O Ministério Público Federal de Goiás abriu um inquérito para investigar o recrutamento de crianças pelo governo venezuelano para, basicamente, sofrer lavagem cerebral bolivariana.
Segundo a Folha, o procurador Ailton Benedito de Souza pediu para “apurar ações ou omissões ilícitas da União, relativamente às condutas praticadas pelo governo venezuelano, ao levar, desde 2011, crianças e adolescentes brasileiros à Venezuela, com o fim de transmitir conhecimentos relativos à ‘revolução bolivariana'”.
O site do Ministério das Comunas e Movimentos Sociais da Venezuela cita, de fato, o Brasil. Na verdade, é o nome de um bairro no estado de Sucre, a 400 quilômetros de Caracas.
O procurador afirma que se baseou em notícias veiculadas pela imprensa brasileira. “Temos que saber em que condições, quem levou e quem autorizou a ida dessas pessoas até a Venezuela”, disse ao G1.
Ou seja, o MP de Goiás, que não tem nada a ver com o pato, baseou-se não num documento original, mas num boato da imprensa, que depois reverberou a medida.

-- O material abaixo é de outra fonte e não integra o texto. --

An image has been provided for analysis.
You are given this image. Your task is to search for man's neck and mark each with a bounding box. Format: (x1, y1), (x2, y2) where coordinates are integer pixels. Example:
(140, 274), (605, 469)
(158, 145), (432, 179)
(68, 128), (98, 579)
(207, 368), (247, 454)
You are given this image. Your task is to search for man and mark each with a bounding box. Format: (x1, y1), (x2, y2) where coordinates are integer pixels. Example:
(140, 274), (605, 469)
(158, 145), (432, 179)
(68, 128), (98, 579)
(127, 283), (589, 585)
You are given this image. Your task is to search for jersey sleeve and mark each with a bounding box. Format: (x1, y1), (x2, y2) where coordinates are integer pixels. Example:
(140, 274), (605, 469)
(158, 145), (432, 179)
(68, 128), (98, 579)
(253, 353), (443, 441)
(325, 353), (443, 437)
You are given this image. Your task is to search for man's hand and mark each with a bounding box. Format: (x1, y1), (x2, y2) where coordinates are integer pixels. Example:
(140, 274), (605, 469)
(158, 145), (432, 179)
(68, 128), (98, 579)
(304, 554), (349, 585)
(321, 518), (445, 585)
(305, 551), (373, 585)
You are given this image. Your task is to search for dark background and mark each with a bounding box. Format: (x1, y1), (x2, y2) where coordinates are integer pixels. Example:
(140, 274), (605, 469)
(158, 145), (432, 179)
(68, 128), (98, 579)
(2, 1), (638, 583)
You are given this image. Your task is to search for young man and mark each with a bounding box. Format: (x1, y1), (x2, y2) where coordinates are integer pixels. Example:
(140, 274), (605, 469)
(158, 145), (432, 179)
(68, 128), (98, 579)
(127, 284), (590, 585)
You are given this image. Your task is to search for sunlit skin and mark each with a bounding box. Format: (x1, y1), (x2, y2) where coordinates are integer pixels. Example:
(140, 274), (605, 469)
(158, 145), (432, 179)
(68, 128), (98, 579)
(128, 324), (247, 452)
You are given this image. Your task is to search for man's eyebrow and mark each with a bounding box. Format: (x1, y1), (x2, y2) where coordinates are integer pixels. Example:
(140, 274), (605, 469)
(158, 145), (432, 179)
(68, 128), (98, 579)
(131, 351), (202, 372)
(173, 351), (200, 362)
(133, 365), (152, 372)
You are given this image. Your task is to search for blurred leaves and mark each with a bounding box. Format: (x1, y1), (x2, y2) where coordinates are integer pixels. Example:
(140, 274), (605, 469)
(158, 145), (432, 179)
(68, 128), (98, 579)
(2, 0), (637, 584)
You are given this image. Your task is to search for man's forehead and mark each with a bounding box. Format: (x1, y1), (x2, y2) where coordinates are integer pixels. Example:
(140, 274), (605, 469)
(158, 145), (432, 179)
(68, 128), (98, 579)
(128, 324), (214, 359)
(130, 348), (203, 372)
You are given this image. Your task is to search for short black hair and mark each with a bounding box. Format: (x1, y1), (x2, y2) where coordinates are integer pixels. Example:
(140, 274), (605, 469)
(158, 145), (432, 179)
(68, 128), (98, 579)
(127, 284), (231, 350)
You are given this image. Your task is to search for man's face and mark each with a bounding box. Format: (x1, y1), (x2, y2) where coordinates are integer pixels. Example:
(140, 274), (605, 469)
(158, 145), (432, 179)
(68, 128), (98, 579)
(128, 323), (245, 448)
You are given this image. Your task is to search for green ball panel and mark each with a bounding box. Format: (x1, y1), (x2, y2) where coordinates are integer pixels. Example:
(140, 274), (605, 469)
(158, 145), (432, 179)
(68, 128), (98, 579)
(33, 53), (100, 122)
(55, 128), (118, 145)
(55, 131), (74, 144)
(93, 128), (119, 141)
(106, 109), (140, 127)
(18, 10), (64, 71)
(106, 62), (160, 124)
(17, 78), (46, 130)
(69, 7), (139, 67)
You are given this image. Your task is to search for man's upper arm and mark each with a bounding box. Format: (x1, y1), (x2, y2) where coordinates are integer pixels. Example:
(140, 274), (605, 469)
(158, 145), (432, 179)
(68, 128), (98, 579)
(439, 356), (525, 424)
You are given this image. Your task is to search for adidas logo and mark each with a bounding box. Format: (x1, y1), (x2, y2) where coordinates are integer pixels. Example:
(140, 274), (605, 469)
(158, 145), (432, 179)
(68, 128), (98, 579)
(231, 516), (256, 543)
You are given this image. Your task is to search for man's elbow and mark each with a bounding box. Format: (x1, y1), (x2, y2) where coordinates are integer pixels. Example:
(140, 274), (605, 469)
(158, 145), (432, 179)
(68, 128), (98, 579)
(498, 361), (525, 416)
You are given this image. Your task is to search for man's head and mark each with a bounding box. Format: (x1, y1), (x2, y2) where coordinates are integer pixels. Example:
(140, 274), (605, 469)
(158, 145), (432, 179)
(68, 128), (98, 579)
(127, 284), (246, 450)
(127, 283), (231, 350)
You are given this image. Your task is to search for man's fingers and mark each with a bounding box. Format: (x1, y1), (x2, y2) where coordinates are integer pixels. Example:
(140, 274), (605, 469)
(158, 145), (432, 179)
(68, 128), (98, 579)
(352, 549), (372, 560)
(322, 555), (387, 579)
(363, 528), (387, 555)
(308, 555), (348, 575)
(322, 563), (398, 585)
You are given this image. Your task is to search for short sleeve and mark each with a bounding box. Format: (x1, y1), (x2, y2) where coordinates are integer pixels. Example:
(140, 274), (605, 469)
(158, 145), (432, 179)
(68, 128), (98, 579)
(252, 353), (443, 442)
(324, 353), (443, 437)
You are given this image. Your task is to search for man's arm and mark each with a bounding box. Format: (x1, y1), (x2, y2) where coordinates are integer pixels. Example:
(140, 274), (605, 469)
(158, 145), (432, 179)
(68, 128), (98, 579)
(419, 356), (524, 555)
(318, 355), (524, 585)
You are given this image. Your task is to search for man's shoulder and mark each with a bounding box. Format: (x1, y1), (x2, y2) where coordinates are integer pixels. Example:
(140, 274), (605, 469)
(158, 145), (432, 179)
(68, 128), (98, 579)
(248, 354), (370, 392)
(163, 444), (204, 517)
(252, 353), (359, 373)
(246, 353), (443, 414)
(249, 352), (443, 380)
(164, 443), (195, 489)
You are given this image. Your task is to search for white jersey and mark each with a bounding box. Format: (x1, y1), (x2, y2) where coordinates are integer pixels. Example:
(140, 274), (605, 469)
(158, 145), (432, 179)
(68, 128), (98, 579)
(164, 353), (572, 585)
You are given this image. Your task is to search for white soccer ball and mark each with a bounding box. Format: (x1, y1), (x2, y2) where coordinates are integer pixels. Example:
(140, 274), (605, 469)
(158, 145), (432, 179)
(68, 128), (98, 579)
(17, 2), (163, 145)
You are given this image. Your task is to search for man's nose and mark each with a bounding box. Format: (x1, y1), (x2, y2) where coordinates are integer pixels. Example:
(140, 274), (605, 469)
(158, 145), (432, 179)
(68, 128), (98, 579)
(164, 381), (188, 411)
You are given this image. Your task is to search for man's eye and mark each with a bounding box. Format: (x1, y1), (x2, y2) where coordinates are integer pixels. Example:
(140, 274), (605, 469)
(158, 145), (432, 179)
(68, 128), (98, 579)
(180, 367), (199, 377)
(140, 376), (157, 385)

Ailton Benedito é um iniciado no assunto. Em sua conta no Twitter, repercute coisas como “Ditadura bolivariana na Venezuela acusa líder da oposição de plano para matar Maduro”; editoriais do Estadão; parte da obra de Merval Pereira; tudo sobre a Lava Jato.
A energia que o MP despendeu para ir atrás de um mico dá uma medida do grau de calamidade intelectual causado pelo fantasma do “bolivarianismo”. O país vive, para certas camadas, em plena Guerra Fria. Não interessa esclarecer o que é “bolivariano” ou algo que o valha. Interessa confundir.
E isso é apenas o começo. Nos próximos quatro anos, o bolivarianismo ainda vai dar muita alegria às crianças, jovens e adultos do Brasil.